Abstract

The presence of human geologists is held by some to be essential to the conduct of field geology on remote planetary surfaces, so a field study was conducted to observe and characterize the nature of that presence. This study was conducted in the Mojave Desert of Southern California at the Amboy lava field, a landscape that is analogous to terrain on Mars. Two experienced planetary geologists were interviewed and observed during the conduct of surface operations. Each subject then wore a head-mounted video camera/display system, which replaced his natural vision with video vision, while attempting to conduct further surface explorations.

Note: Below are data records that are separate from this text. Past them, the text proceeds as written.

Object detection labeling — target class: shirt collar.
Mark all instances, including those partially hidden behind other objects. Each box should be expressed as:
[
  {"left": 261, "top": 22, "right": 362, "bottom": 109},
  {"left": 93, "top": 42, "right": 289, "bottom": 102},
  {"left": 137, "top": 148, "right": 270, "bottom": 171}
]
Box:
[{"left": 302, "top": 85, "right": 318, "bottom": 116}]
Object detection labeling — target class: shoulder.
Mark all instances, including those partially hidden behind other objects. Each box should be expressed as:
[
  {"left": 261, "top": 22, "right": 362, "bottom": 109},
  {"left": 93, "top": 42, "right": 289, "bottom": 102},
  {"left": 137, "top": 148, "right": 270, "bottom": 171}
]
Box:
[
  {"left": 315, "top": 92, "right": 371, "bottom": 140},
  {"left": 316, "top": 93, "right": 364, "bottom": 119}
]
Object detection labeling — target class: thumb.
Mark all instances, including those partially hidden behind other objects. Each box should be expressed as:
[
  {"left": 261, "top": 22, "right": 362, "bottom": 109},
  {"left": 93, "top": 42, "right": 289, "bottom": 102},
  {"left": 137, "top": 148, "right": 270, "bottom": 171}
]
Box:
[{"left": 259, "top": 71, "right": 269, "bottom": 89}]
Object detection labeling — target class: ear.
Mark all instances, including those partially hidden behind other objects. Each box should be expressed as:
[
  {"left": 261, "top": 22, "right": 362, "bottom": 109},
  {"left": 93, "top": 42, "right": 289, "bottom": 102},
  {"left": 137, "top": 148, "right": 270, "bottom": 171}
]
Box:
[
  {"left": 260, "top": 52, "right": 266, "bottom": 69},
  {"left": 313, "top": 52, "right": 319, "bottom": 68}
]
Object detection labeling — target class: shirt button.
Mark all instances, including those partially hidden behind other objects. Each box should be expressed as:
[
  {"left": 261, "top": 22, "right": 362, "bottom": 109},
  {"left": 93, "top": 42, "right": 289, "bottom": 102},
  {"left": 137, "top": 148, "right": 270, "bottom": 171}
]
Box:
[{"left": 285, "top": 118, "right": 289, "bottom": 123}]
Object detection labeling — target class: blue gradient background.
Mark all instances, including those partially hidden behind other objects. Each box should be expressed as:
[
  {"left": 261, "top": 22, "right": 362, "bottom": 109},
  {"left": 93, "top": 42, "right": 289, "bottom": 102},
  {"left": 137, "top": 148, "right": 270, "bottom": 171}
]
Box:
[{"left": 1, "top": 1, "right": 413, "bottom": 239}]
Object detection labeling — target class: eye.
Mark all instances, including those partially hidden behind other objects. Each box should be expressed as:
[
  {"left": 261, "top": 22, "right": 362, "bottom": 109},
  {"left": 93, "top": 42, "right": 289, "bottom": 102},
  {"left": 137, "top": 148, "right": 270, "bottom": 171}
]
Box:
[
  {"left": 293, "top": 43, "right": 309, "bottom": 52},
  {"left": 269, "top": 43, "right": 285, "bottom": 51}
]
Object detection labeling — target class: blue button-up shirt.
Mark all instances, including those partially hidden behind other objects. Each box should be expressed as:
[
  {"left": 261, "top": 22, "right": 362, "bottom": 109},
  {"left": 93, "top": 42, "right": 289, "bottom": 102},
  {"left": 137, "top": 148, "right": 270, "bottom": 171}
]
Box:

In this study, methods of ethnographic observation and analysis have been coupled with object-oriented analysis and design concepts to begin the development of a clear path from observations in the field to the design of virtual presence systems. The existence of redundancies in field geology and presence allowed for the application of methods for understanding complex systems. As a result of this study, some of these redundancies have been characterized. Those described are all classes of continuity relations, including the continuities of continuous existence, context-constituent continuities, and state-process continuities. The discussion of each includes statements of general relationships, logical consequences of these, and hypothetical situations in which the relationships would apply. These are meant to aid in the development of a theory of presence. The discussion also includes design considerations, providing guidance for the design of virtual planetary exploration systems and other virtual presence systems. Converging evidence regarding continuity in presence is found in the nature of psychological dissociation. Specific methodological refinements should enhance ecological validity in subsequent field studies, which are in progress.